In Values in a Time of Upheaval: Meeting the Challenges of the Future, Ratzinger noted how
At the beginning of the 1960s it was still possible for Arnold Toynbee to express his optimism about the victory of European culture. He wrote that of the twenty-eight cultures that had been identified (around the planet), eighteen were already dead; and of the ten that still existed, nine had already visibly collapsed, so that only one—ours, the European—remained. Who would dare to say that today? And what is “our” culture, which allegedly still remains? Is the civilization of technology and commerce that has spread victoriously throughout the world our “European culture”?
Now, he says, in the very hour of its most extreme “success”, Europe seems to have become empty from within. Its life seems threatened by a crisis of circulation, and it almost seems to need a transfusion of blood—but that would destroy its own identity. In keeping with this dying of the elemental forces that expressed the soul, the reduced number of births makes one suspect that Europe is also dying out in ethnic terms.
Even in the 1960s Toynbee conceded that the “Western world” was in a crisis. He identified roots of that crisis in the falling away from religion to embrace a cult of technology, of the nation, and of militarism. Ultimately, Ratzinger reminds us, Toynbee identified the crisis as secularism. “But if we can name the cause of the crisis, we can also indicate the path to healing: the religious element must be reintroduced. Toynbee holds that this element includes the religious patrimony of all cultures, but especially what remains of Western Christianity.”
Ratzinger talks of the collapse of Communism and implies that this brought with it a kind of false dawn of a new age. For him the real catastrophe that the Communist regimes left behind was not economic, it was the devastation of souls, the destruction of moral consciousness. He holds that the fundamental contemporary problem for Europe and for the world is the almost total silence about the moral and religious problems that were the real heart of the Communist aberration.
Christian ideals are real ideals, not dreams. They are the very stuff of life and death, of human conception, birth, living with our feet on the ground but with our heads, through the medium of body and soul, in Heaven. This was part of the original inspiration of the practical political men who set the European Union on its path. This has been wilfully abandoned.

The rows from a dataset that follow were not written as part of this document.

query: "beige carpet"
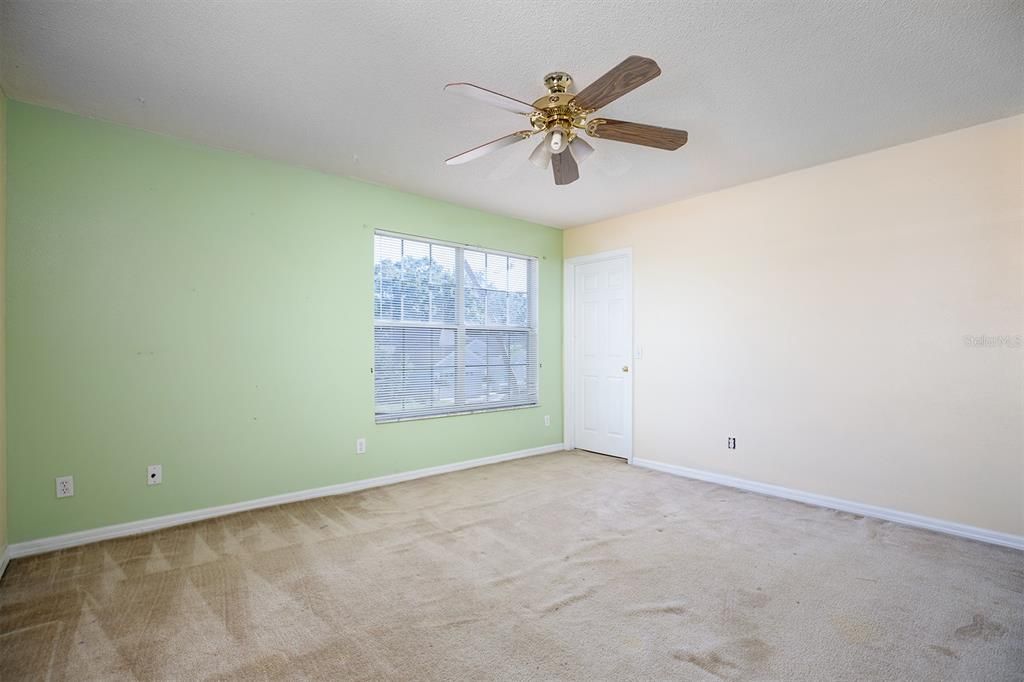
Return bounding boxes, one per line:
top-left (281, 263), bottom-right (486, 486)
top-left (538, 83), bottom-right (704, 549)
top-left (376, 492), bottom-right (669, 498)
top-left (1, 451), bottom-right (1021, 681)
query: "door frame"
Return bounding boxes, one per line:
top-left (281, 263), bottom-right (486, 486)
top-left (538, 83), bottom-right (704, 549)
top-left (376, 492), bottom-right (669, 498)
top-left (563, 248), bottom-right (635, 462)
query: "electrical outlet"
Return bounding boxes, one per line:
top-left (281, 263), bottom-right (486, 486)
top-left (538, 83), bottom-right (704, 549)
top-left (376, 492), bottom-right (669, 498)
top-left (544, 415), bottom-right (551, 427)
top-left (727, 437), bottom-right (737, 450)
top-left (56, 475), bottom-right (74, 498)
top-left (148, 464), bottom-right (162, 486)
top-left (356, 437), bottom-right (367, 455)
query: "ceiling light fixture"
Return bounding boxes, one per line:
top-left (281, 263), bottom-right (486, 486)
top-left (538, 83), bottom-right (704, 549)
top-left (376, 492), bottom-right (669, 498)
top-left (444, 56), bottom-right (689, 186)
top-left (529, 133), bottom-right (554, 168)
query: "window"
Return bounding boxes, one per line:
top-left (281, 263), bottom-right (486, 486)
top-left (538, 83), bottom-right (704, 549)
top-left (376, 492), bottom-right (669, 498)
top-left (374, 231), bottom-right (538, 422)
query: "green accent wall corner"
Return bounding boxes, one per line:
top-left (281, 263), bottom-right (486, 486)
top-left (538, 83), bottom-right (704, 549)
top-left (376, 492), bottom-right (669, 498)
top-left (5, 101), bottom-right (563, 544)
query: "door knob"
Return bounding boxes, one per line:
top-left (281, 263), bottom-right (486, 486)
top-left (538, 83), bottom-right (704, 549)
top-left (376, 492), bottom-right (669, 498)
top-left (622, 365), bottom-right (630, 373)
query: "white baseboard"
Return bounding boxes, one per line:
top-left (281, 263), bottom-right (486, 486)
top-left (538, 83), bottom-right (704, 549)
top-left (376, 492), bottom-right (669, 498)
top-left (0, 547), bottom-right (9, 581)
top-left (632, 458), bottom-right (1024, 551)
top-left (7, 443), bottom-right (566, 560)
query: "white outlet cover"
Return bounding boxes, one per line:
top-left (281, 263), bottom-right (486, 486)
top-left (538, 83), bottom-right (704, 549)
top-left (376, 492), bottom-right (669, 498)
top-left (148, 464), bottom-right (162, 485)
top-left (356, 438), bottom-right (366, 454)
top-left (56, 475), bottom-right (74, 498)
top-left (544, 415), bottom-right (551, 427)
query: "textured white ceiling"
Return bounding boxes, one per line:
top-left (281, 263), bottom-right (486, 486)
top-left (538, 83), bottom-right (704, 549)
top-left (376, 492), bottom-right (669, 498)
top-left (2, 0), bottom-right (1022, 227)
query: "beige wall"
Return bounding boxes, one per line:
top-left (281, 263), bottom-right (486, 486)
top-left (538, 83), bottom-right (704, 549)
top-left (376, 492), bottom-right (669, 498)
top-left (565, 115), bottom-right (1024, 536)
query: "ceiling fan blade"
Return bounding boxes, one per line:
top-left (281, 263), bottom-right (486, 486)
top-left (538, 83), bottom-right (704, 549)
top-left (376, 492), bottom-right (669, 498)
top-left (445, 131), bottom-right (534, 166)
top-left (444, 82), bottom-right (536, 115)
top-left (586, 119), bottom-right (688, 150)
top-left (487, 143), bottom-right (534, 181)
top-left (572, 56), bottom-right (661, 111)
top-left (551, 148), bottom-right (580, 186)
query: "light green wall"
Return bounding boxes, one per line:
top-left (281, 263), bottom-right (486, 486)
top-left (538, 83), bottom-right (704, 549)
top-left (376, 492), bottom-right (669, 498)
top-left (6, 101), bottom-right (563, 544)
top-left (0, 95), bottom-right (7, 558)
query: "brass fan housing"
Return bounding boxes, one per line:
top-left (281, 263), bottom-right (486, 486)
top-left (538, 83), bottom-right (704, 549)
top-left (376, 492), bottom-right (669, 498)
top-left (530, 72), bottom-right (592, 141)
top-left (543, 71), bottom-right (572, 93)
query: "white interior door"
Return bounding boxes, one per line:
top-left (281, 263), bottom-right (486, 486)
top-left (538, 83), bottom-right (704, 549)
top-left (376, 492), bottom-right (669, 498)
top-left (573, 255), bottom-right (632, 459)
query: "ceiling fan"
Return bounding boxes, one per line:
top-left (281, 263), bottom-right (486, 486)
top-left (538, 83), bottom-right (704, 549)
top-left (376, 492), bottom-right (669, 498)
top-left (444, 56), bottom-right (688, 186)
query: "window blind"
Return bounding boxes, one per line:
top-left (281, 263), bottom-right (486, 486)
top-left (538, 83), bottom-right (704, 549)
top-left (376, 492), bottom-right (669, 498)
top-left (373, 232), bottom-right (539, 422)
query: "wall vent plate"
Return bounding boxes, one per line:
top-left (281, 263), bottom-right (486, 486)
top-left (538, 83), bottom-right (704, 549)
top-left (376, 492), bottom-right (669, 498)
top-left (56, 475), bottom-right (74, 498)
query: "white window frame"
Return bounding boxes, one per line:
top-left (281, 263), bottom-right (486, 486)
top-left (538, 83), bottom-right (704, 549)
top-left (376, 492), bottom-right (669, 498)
top-left (374, 230), bottom-right (540, 423)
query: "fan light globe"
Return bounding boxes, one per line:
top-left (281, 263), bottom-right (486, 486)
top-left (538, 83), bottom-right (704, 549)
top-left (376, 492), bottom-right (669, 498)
top-left (570, 137), bottom-right (595, 164)
top-left (529, 134), bottom-right (553, 169)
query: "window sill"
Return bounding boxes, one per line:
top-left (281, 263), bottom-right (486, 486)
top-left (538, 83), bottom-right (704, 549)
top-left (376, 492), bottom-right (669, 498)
top-left (375, 402), bottom-right (539, 424)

As Ratzinger puts it: The initial enthusiasm for a return to the great constant elements of the Christian heritage soon evaporated, and European unification proceeded almost exclusively from the economic perspective. Scant attention was paid to the question of the intellectual foundations of such a community.
Applebaum concludes her assessment of our prospects recalling an observation by a
European diplomat of her acquaintance who likes to compare Europe and the US to the Western and Eastern halves of the old Roman Empire. The West imploded, with drama, violence and crazy Caesars; the Byzantine East lingered on, bureaucratic, stodgy, and predictable, for many centuries. It’s not exactly an optimistic precedent for Europeans, but it’s a comforting one.
It might be comforting until we remember the ultimate fate of that stodgy old empire. It was overrun by Islam. The book which Applebaum does not include in her review is Douglas Murray’s best-selling The Strange Death of Europe, published in May. She might have done and had she it might have shattered any comfort her diplomat friend was seeking to convey to us.
Our European masters may not be just dreaming. They may be sleepwalking and leading us over a precipice.